We can query the device properties and determine the optimal tile size based on the hardware.

# Dynamically Changing the Block Size

This size can be used as a third launch configuration input.

```
// Determine optimal tile size
size_t size = compute_optimal_size();
MatMulKernel<<<dimGrid, dimBlock, size>>>(M_d, N_d, P_d,
                                                Width, size/2, size/2);
```

# Dynamically Changing the Block Size

- The kernel will need to be modified to use the new shared memory array.
- The first step is to determine the offset for each matrix.
- This is done by multiplying the tile size by the thread index.
- The second step is to use the offset to access the correct value in the shared memory array.
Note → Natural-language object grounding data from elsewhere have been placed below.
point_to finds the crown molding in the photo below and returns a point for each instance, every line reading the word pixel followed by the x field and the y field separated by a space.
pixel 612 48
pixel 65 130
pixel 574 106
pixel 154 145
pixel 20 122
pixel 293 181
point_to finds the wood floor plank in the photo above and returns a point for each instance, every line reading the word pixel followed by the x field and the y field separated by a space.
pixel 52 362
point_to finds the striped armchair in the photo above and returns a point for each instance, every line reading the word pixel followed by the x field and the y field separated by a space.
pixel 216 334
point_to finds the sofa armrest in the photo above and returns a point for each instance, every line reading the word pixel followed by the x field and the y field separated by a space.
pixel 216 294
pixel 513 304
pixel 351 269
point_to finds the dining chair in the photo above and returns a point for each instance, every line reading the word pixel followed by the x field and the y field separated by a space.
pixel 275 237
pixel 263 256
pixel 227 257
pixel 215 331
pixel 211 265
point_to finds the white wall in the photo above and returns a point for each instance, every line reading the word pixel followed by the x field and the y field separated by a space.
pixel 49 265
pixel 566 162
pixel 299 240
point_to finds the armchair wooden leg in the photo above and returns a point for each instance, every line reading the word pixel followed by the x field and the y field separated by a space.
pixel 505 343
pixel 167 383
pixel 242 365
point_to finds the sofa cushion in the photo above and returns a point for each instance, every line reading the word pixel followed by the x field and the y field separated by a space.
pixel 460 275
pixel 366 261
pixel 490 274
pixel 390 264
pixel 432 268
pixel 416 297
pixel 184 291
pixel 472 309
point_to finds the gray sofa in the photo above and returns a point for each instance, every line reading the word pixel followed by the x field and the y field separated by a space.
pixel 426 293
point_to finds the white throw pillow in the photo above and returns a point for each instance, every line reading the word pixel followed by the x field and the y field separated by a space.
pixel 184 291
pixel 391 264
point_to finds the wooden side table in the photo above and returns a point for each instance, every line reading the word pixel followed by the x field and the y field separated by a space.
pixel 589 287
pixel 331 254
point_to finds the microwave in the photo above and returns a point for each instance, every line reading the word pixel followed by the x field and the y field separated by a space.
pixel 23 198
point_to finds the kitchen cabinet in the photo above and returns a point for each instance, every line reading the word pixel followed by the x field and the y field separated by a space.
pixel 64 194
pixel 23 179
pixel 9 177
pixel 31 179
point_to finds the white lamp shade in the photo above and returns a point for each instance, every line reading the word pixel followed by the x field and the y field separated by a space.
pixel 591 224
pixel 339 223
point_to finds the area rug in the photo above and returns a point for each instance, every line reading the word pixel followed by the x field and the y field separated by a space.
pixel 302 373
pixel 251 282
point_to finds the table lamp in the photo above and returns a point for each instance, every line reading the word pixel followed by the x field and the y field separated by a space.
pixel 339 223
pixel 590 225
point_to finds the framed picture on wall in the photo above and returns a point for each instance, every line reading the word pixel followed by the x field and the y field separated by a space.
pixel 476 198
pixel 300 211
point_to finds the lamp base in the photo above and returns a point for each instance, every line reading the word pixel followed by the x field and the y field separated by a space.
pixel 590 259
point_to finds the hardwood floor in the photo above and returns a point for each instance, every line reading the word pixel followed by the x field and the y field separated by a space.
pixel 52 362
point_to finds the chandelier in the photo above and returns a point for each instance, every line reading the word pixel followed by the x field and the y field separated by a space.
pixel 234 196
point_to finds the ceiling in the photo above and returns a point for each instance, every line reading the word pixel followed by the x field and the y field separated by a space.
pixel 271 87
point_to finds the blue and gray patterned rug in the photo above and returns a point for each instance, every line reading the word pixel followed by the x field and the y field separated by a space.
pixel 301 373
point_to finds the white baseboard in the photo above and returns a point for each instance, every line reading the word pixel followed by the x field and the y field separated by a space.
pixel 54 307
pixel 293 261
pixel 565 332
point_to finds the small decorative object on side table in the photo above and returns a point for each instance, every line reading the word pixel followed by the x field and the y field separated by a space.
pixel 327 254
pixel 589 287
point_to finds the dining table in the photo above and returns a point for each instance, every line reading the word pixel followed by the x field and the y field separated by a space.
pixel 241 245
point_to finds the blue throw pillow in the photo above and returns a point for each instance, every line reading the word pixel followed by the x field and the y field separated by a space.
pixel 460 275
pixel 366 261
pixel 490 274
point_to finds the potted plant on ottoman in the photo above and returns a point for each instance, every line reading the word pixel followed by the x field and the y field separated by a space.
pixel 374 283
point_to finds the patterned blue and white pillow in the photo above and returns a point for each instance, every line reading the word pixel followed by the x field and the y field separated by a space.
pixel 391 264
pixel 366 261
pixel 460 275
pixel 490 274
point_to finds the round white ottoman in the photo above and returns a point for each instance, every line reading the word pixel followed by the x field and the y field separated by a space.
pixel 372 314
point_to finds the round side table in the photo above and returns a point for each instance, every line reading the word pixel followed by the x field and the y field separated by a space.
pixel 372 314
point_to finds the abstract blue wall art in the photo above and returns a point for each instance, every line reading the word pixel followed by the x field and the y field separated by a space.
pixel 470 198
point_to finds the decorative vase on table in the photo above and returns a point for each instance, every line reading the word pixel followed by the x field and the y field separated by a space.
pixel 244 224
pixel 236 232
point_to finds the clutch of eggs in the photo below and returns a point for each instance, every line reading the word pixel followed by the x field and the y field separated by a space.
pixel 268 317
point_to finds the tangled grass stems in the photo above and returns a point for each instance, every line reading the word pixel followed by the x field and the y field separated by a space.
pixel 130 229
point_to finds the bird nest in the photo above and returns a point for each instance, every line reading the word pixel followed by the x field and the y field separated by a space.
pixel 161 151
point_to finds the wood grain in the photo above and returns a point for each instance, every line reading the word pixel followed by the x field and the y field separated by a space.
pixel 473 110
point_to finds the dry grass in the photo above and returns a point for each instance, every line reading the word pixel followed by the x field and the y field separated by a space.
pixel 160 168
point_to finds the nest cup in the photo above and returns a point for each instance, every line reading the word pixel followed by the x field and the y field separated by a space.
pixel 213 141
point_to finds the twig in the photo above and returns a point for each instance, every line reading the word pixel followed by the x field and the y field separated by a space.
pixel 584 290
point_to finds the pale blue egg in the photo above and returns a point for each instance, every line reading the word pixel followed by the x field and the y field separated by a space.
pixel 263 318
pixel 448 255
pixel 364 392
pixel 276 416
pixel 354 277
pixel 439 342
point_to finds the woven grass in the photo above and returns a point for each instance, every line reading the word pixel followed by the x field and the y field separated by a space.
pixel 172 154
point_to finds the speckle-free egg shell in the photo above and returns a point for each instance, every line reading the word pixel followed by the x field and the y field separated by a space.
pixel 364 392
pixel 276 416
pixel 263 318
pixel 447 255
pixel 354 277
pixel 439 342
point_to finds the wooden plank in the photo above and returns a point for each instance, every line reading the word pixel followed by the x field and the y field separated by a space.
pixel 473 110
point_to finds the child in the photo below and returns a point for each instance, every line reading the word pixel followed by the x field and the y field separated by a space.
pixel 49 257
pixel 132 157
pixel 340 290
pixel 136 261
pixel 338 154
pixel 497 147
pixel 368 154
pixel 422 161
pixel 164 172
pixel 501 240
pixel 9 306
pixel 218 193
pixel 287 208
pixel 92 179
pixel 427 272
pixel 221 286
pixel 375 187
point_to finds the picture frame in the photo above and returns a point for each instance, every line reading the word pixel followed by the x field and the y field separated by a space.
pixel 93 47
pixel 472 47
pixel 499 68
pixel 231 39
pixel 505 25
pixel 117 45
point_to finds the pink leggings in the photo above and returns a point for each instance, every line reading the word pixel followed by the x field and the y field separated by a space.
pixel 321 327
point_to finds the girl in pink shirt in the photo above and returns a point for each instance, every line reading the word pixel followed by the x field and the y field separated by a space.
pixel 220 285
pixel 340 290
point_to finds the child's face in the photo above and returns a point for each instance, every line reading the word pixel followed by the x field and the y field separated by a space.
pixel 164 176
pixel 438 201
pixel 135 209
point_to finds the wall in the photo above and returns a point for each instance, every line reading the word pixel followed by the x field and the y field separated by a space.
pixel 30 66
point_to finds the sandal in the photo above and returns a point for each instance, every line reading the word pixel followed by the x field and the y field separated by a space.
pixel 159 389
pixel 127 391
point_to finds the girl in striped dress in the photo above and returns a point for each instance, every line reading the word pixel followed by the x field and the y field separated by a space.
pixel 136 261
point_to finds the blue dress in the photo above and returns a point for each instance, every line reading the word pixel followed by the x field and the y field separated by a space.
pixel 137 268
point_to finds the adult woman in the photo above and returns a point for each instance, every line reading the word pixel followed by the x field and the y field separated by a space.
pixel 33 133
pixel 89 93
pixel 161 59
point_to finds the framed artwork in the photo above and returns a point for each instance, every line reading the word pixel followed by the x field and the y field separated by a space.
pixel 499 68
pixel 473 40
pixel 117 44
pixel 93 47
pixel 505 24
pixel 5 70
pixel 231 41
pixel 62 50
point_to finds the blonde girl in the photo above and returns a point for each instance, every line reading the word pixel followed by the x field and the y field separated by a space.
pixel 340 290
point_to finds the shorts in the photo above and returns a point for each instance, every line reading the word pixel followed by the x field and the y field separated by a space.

# Dynamically Changing the Block Size

```
void MatMulKernel(float* M, float* N, float* P,
                  int Width, int Mds_offset, int Nds_offset) {
    extern __shared__ float Mds_Nds[];

    float *Mds = (float *)Mds_Nds;
    float *Nds = (float *)Mds_Nds + Mds_offset;

    // Rest of the kernel
}
```

# Summary

---

# Summary

- Tiling is a powerful tool that can be used to improve the performance of a kernel.
- It is important to understand the memory access pattern of your kernel and identify which data is reused.
- Moving data to shared memory will reduce the number of global memory accesses.